When Grace Potter stepped offstage from singing “Gimme Shelter” with Mick Jagger and The Rolling Stones earlier this year, she felt like she had just completed a rock‘n’roll triathlon.

And in a lot of ways she had.

In the months leading up to that larger-than-life performance, the powerhouse singer had crossed two equally monumental milestones in her career. She had finished up recording a daring new LP, and she had just made the difficult decision to go solo.

“It goes beyond that pinch yourself moment and it becomes something that’s just humbling,” Potter told Revue about playing with the Stones. “It’s a reality check of where you’re at in life when something like that happens.”

After 12 years of touring and recording with her band The Nocturnals, Potter has had her fair share of surreal, life-changing experiences. From singing with country superstar Kenny Chesney on his hits “You & Tequila” and “Wild Child,” to working in the studio with The Black Keys’ Dan Auerbach.

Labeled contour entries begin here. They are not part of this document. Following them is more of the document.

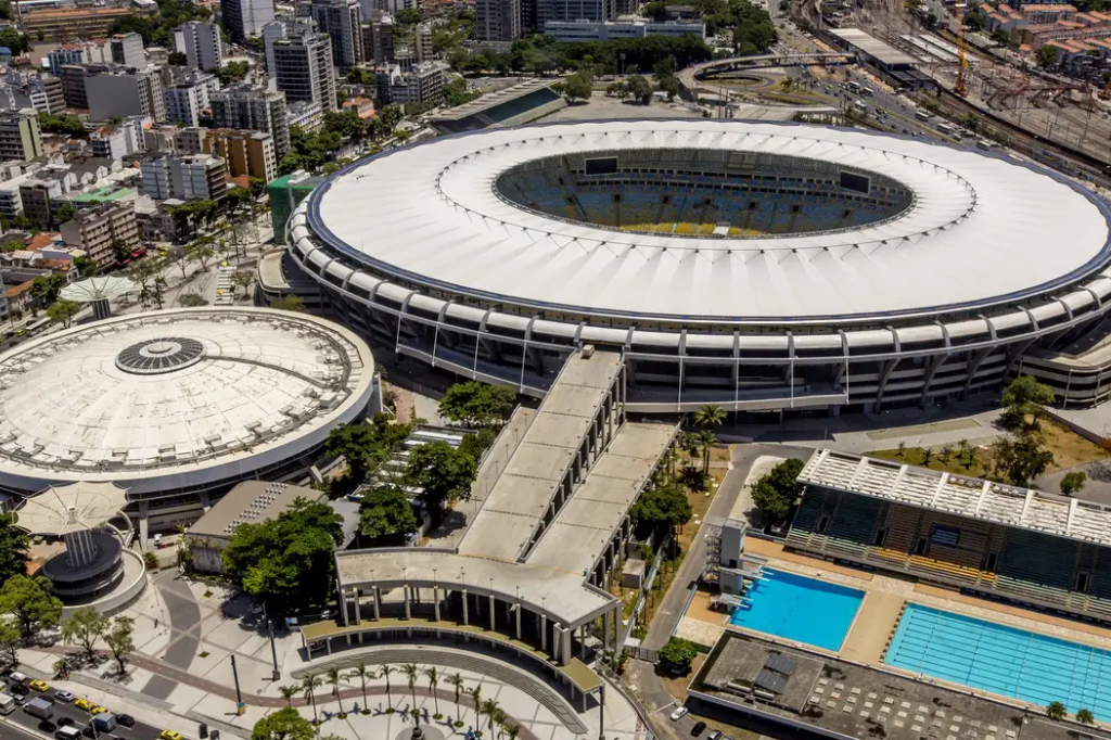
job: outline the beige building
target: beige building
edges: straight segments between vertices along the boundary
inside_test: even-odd
[[[41,156],[38,111],[24,108],[0,113],[0,158],[27,161]]]
[[[103,269],[114,264],[117,242],[130,254],[139,247],[139,226],[131,203],[104,203],[79,211],[61,226],[62,239],[83,249]]]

When it came time to make a decision about whether her new album, Midnight, would be another release for the Nocturnals, or it would be hers alone, she secluded herself in a cabin. There, she listened to Midnight’s final mixes and reflected on the experience of making the record with her longtime Nocturnal bandmates serving as some of her session musicians — alongside producer Eric Valentine and a slew of guests including The Flaming Lips’ Wayne Coyne. From there, she made the choice to fly solo on this one.

“As this record was happening, and as I was writing it, I still was staunchly digging my heels in and making it a band [record],” Potter said. “But at a certain point it was clear that I was wrapping my head around it because the songs were coming from me in a way that the Nocturnals’ sound couldn’t necessarily support.”

Known for their classic rock sound — largely inspired by Led Zeppelin, The Who and The Band — Potter and the Nocturnals broke through with their 2010 hit “Paris (Ooh La La),” after earning a loyal following on the festival circuit where they regularly jammed with the likes of Gov’t Mule.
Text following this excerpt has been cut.